September 20th Class Chapter 1-2 Test Review

Welcome back to Professor Baker's Math Class! In our September 20th session, we conducted a thorough review for the upcoming Chapter 1 & 2 Test. This session is crucial as it bridges the gap between understanding function definitions and mastering the concept of limits.

Below you will find the blank review sheet to practice on your own, along with the detailed class notes showing the step-by-step solutions.

Download the Class Materials:

• Chapter 1 - 2 Blank Review (PDF)
• Class Notes & Solutions (PDF)

Key Concepts Covered

Here is a breakdown of the essential topics we discussed in class, which will be vital for the test:

1. The Rule of Four

We started by looking at functions through four distinct lenses: Verbal, Numerical, Graphical, and Algebraic. In Problem 1, we examined the function $f(x) = x^2 + 2x - 4$.

Class Note: We discussed how this specific parabola could model the path of a diver. Being able to translate between a table of values, a graph, and an equation is a fundamental skill for calculus.

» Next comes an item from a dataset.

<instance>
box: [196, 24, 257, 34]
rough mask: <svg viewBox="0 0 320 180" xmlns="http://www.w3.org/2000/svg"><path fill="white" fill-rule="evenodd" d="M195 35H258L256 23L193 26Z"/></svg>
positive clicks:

2. Graphical Limits & Continuity

We practiced evaluating limits simply by looking at a graph. Remember the Golden Rule of limits:

$$ \lim_{x \to c^-} f(x) \neq \lim_{x \to c^+} f(x) \implies \lim_{x \to c} f(x) \text{ Does Not Exist (DNE)} $$

We also reviewed how to sketch graphs based on continuity descriptions, specifically distinguishing between a Removable Discontinuity (a hole) and a Jump Discontinuity (a break in the graph).

3. Algebraic Limits & Common Pitfalls

When direct substitution results in an indeterminate form like $\frac{0}{0}$, we must use algebra to find the solution. We practiced two main techniques:

• Factoring: In Problem 6, we solved $\lim_{t \to 4} \frac{t^2-2t-8}{t-4}$ by factoring the numerator to cancel out the $(t-4)$ term, revealing the limit is 6.
• Expanding: In Problem 7, we tackled $\lim_{h \to 0} \frac{(h-3)^2-9}{h}$.

⚠️ Algebra Warning: As noted in the slides, be careful when expanding binomials! A common mistake is to think $(h-3)^2 = h^2 - 9$. This is incorrect.
The correct expansion is $(h-3)(h-3) = h^2 - 6h + 9$.

4. Limits at Infinity

Finally, we looked at the end behavior of functions. For rational functions like the one in Problem 10:

$$ \lim_{t \to -\infty} \frac{3t^2+t}{t^3-4t+1} $$

Since the degree of the denominator ($t^3$) is greater than the degree of the numerator ($t^2$), the function settles toward 0 as $t$ gets incredibly large (or small).

Review the attached notes carefully, pay attention to your algebra, and good luck studying! You've got this!